Les ventes de véhicules neufs ont bondi de 17,4 %, contribuant à hauteur de 4,7 points de pourcentage à la croissance totale. Les véhicules d’occasion ont également soutenu la tendance avec une progression de 6,1 % et une contribution de 1,3 point. À l’inverse, les revenus des ateliers ont chuté de 9,9 %, réduisant la croissance de 0,4 point, tandis que les ventes de carburant ont reculé de 1,0 %.
Sur les trois mois se terminant en février, les ventes totales se sont établies à 168,8 milliards de rands (≈ 8,9 milliards $), en hausse de 4,8 % par rapport à la même période de l’année précédente. Les véhicules neufs ont généré 49,4 milliards de rands (≈ 2,6 milliards $), soit une augmentation de 19,4 %, tandis que les véhicules d’occasion ont atteint 34,3 milliards de rands (≈ 1,8 milliard $).
Les ventes de carburant ont reculé à 41,6 milliards de rands (≈ 2,2 milliards $), reflétant l’impact de la volatilité des prix mondiaux du pétrole et l’évolution des habitudes de consommation locales.
Les données corrigées des variations saisonnières de statistics south africa indiquent une hausse de 1,4 % en février par rapport à janvier, inversant la baisse du mois précédent. Cette dynamique illustre une résilience de la consommation, même si les ventes d’accessoires stagnent et que l’activité des ateliers reste en retrait.

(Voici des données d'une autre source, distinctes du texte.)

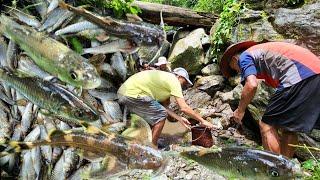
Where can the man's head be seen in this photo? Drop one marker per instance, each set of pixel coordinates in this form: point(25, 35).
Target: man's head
point(183, 76)
point(229, 61)
point(162, 63)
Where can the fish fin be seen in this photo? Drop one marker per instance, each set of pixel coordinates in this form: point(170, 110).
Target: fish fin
point(93, 157)
point(109, 167)
point(18, 146)
point(92, 129)
point(22, 102)
point(97, 59)
point(55, 133)
point(139, 130)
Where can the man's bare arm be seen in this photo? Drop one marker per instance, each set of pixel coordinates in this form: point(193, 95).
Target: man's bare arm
point(248, 92)
point(190, 112)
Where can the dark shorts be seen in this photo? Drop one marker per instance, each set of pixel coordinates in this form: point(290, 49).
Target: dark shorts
point(147, 108)
point(296, 108)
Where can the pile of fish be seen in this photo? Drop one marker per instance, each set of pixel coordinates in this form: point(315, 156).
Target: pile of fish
point(60, 118)
point(59, 114)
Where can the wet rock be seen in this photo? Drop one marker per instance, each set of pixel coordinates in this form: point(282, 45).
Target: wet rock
point(302, 24)
point(211, 69)
point(260, 101)
point(258, 30)
point(210, 84)
point(188, 52)
point(271, 4)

L’économiste Peter Mokoena a déclaré que « La forte progression des ventes de véhicules neufs traduit une demande accumulée et des conditions de financement favorables. » Il a ajouté « La contraction des revenus des ateliers et des ventes de carburant révèle des changements structurels dans le comportement des consommateurs, avec des conséquences pour les prestataires de services. »
Cette reprise revêt une portée plus large. La hausse de la demande en véhicules pourrait stimuler les importations et les opérations d’assemblage, tandis que le recul des ventes de carburant s’inscrit dans la transition mondiale vers l’efficacité énergétique et les alternatives.
Pour les investisseurs, les chiffres traduisent à la fois des opportunités et des risques : la croissance globale est tangible, mais les déséquilibres sectoriels persistent.
À moyen terme, l’évolution dépendra des taux d’intérêt, des prix des matières premières et de la confiance des ménages. Les résultats de février témoignent d’une certaine solidité, mais la pérennité de cette dynamique exigera que la vigueur des ventes de véhicules compense les baisses structurelles des revenus liés aux ateliers et au carburant. Le secteur restera un indicateur clé de la vitalité économique sud-africaine et de son intégration dans les flux commerciaux mondiaux.